The strange Rachael Dolezal saga has opened the door to a world’s worth of hot takes and perspectives. Author and poet Clint Smith stopped by Big Think recently and explained why he sees a major separation between Dolezal and the African-Americans she seeks to identify with. The freedom to go from identifying as white to black isn’t afforded to blacks who would want to identify as white.

Clint Smith: The Rachel Dolezal case and phenomenon is interesting. Part of me finds it very silly. People have been talking about this idea of transracial like if you’re comparing her to Caitlyn Jenner and saying, you know, well if someone can choose, can say that they were born feeling a woman or born feeling a man in a woman’s body or what have you. Then if they can make that choice, shouldn’t someone still be able to make that choice around race.

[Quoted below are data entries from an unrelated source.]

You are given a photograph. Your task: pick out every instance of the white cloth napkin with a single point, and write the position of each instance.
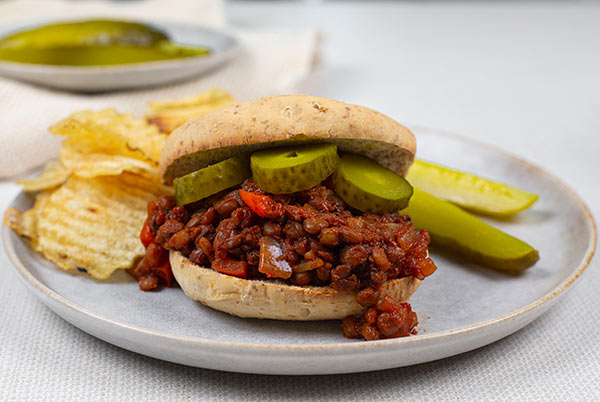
(269, 63)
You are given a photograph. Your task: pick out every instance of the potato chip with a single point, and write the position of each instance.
(25, 223)
(169, 115)
(93, 225)
(109, 132)
(89, 165)
(54, 175)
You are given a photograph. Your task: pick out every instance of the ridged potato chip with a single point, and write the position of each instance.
(93, 225)
(54, 175)
(26, 223)
(110, 132)
(168, 115)
(89, 165)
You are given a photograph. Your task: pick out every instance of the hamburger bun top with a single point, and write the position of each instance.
(286, 120)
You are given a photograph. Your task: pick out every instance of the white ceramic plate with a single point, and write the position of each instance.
(461, 307)
(126, 76)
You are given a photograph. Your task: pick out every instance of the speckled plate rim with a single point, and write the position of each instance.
(141, 67)
(348, 346)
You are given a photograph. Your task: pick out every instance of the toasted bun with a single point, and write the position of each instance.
(286, 120)
(268, 122)
(262, 299)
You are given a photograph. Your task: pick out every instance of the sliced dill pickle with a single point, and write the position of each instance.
(84, 33)
(92, 43)
(210, 180)
(471, 192)
(290, 169)
(460, 232)
(366, 185)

I would push back and say that I don’t think that those are the same thing. I think those have very different consequences and implications and manifest themselves in very different ways. And, you know, Rachel Dolezal, while she might deeply love black culture, while she might deeply believe herself to be a participant in black social and cultural spaces, at the end of the day she can opt out, you know. She can say — she can choose to not be black in a way that black people cannot choose to not be black. I can’t, you know, get pulled over by a policeman and tell him I’m white today. So the way you should interact as me as a white person because that’s how I identify. I can’t do that. That’s not a reality. I don’t have the opportunity or would ever want to opt in or out of my racial identity. For Rachel Dolezal, she can. She can choose if it came down to a matter of deep inconvenience, she could choose to not navigate the world as a black person anymore. And in the implications of her actions are subsequently very different than a real black woman’s. And I think it brings up a larger conversation around what is race, which I think is an important conversation to have. Because again we have to recognize that race is largely a social construct. Like it is not an actual real thing.

Racism and because race has been made a real historical issue, those things are real. But when it’s done I think and what’s important is it is sort of there’s a catalyst for a dialogue again in a different way as so many things over the course of this year have around what race is, how we think about it, how we conceive of what it means to be racialized. And I think these are important conversations to have.